Além das ações de combate, é comum que durante as batalhas, ou mesmo quando estiver explorando, você queira uma visão mais aberta do campo ou mudar o ângulo da câmera. Essa também é uma função que ficou bastante intuitiva no controle, sendo possível transitar com a câmera de forma livre. Para ajudar na exploração, também podemos ativar a função de cursor para simular o movimento de um mouse. Essa função é muito útil para escolher no cenário um item específico que queira interagir.
Porém, o game não está livre de pequenos problemas técnicos. Além do já abordado atraso na renderização de texturas, há ocorrência de pop in de elementos durante a exploração dos mapas.
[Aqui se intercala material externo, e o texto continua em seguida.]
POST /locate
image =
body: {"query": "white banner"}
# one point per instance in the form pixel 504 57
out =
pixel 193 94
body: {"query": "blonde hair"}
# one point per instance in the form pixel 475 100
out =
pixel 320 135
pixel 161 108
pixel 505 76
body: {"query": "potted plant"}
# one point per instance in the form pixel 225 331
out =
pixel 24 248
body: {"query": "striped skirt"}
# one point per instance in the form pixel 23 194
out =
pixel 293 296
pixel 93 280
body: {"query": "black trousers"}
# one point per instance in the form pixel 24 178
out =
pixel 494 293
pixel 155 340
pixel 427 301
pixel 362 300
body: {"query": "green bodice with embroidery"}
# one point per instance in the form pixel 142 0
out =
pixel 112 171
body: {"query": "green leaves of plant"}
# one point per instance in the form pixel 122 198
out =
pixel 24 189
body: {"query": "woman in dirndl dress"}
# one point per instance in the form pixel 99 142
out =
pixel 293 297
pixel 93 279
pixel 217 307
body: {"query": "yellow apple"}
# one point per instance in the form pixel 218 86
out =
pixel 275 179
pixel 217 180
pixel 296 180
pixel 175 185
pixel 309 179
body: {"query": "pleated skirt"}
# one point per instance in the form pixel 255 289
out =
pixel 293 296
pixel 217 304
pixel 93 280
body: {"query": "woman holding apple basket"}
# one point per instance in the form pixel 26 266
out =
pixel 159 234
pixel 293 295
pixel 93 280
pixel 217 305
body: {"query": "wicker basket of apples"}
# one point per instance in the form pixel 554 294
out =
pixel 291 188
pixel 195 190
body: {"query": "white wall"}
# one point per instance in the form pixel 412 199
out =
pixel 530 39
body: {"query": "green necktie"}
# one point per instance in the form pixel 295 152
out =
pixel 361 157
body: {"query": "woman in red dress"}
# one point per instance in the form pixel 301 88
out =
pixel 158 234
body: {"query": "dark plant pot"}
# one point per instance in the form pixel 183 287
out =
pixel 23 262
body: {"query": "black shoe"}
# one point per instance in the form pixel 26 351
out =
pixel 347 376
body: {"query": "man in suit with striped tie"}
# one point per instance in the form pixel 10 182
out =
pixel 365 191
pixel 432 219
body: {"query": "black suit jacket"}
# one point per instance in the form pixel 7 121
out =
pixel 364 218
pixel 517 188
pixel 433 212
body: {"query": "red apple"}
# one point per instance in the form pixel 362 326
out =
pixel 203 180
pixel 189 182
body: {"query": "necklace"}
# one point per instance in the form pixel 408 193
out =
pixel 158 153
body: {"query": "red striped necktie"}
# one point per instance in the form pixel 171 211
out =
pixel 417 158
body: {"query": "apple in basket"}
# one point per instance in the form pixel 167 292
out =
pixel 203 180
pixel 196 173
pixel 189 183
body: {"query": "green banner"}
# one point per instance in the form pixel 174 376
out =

Em áreas com maior densidade de eventos e de NPCs é comum uma queda considerável na taxa de quadros por segundo. Felizmente, essas quedas são menos frequentes durante as batalhas. Esses detalhes técnicos devem ser resolvidos com o tempo e não chegam nem perto de prejudicar a experiência do jogador.
Eu costumo brincar com alguns amigos que minha lista de jogos favoritos é como um clube fechado. Para eu colocar um novo jogo nessa lista ele tem que ser muito especial. Baldur’s Gate 3 conseguiu isso. Ele é daqueles jogos que a gente se envolve profundamente com sua narrativa, seu mundo e seus os personagens. Baldur’s Gate 3 não é apenas um sério candidato ao prêmio de jogo do ano, ele é uma obra-prima que recomendo para todos os amantes de RPGs eletrônicos.
Jogo analisado no PS5 com código fornecido pela Larian Studios.
Veredito
Baldur’s Gate 3 alcançou o ápice dos jogos de RPG. Com um envolvente sistema de combate por turnos, exploração recompensadora e um dos melhores desenvolvimentos de narrativa e personagens, Baldur’s Gate 3 é um daqueles jogos dos quais nos lembraremos por muitos e muitos anos.
Veredict
Baldur’s Gate 3 has reached the pinnacle of RPG games. With an engaging turn-based combat system, rewarding exploration, and some of the best narrative and character development, Baldur’s Gate 3 is one of those games that we’ll remember for many years to come.